To give the algorithm a starting point, the researchers also need to identify a few users from an anonymous social-network graph. But they say that this is easy to do on many social networks. A portion of users of Facebook, for example, choose to make their profiles public, and an attacker could use this as the starting point. In their experiments, the researchers found that they needed to identify as few as 30 individuals in order to be able to run their algorithms on networks of 100,000 users or more.
The researchers add that the algorithm uses the smallest amount of information feasible and that, in practice, a determined snoop would be able to find much more. “This attack would have been much, much stronger if we’d actually used information that is typically left after [names and addresses] have been removed,” says Shmatikov. “So we’re really showing how the bare minimum is enough.”

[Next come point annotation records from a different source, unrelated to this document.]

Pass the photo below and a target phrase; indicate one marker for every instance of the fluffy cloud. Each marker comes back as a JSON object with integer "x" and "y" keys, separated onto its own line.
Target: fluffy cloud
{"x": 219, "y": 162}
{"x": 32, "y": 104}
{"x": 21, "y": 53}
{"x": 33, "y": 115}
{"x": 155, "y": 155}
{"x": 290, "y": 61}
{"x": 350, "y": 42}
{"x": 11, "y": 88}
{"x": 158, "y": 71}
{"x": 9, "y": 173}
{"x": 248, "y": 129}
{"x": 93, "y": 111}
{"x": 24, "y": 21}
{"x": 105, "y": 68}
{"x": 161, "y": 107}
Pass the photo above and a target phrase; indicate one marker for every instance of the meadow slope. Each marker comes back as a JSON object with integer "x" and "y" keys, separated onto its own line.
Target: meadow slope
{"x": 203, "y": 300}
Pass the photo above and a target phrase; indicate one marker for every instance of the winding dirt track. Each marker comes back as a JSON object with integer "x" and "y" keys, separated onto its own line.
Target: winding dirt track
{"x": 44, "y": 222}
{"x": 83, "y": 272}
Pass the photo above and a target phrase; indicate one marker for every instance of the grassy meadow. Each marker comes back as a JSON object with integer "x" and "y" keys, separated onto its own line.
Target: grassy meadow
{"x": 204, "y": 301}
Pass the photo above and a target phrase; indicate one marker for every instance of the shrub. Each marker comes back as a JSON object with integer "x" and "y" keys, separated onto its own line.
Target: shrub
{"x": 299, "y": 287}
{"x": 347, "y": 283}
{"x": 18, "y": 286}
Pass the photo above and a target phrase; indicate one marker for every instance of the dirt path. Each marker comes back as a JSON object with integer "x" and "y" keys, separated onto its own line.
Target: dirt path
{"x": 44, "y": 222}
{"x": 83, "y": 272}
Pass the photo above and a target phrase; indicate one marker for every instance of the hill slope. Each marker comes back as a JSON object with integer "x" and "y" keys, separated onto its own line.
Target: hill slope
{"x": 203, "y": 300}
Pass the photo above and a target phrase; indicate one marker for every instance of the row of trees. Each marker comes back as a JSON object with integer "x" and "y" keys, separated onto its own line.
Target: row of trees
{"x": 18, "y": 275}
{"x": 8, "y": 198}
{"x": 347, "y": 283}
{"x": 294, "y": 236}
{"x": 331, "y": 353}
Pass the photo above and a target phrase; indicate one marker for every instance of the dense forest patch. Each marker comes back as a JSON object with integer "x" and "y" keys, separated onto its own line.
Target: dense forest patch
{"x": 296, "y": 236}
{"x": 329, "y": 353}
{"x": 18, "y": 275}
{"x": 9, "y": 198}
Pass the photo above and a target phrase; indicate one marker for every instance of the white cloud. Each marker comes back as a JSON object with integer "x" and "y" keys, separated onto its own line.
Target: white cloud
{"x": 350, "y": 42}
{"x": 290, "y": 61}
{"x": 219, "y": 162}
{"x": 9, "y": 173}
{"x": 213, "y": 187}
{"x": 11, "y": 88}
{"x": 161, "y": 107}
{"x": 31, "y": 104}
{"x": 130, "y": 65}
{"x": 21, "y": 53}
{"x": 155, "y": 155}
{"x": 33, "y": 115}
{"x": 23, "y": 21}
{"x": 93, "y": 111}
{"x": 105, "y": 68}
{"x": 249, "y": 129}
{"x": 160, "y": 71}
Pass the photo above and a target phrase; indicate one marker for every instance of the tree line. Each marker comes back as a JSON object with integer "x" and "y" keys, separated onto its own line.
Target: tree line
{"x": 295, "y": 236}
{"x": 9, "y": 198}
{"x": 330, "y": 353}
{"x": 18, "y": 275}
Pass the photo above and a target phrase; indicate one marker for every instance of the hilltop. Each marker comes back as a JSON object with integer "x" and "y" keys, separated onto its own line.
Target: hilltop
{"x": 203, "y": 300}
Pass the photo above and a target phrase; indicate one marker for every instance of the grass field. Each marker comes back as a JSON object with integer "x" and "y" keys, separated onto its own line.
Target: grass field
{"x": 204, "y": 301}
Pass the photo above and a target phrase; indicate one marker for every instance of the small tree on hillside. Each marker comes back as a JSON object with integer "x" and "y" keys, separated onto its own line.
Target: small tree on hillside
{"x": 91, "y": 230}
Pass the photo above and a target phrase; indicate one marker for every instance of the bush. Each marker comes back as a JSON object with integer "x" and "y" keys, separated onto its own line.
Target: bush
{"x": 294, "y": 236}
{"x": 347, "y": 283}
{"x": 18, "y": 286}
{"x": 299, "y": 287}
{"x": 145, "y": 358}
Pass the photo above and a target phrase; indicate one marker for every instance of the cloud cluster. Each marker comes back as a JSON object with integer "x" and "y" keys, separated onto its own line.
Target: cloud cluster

“It’s important research,” says Alessandro Acquisti, an associate professor of information technology and public policy at Carnegie Mellon University and an expert on privacy online. The research highlights how data that might not seem important can actually provide an attacker with the means to uncover truly sensitive information, Acquisti says. For example, the algorithm could theoretically employ the names of a user’s favorite bands and concert-going friends to decode sensitive details such as sexual orientation from supposedly anonymized data. Acquisti believes that the result paints a bleak picture for the future of online privacy. “There is no such thing as complete anonymity,” he says. “It’s impossible.”
Shmatikov does think that there is no technical solution to the problem. He suggests that privacy laws and corporate practices may need to be changed to recognize that there’s no way to anonymize social-network data. Users should also be able to decide whether to allow their data to be shared in the first place, Shmatikov says.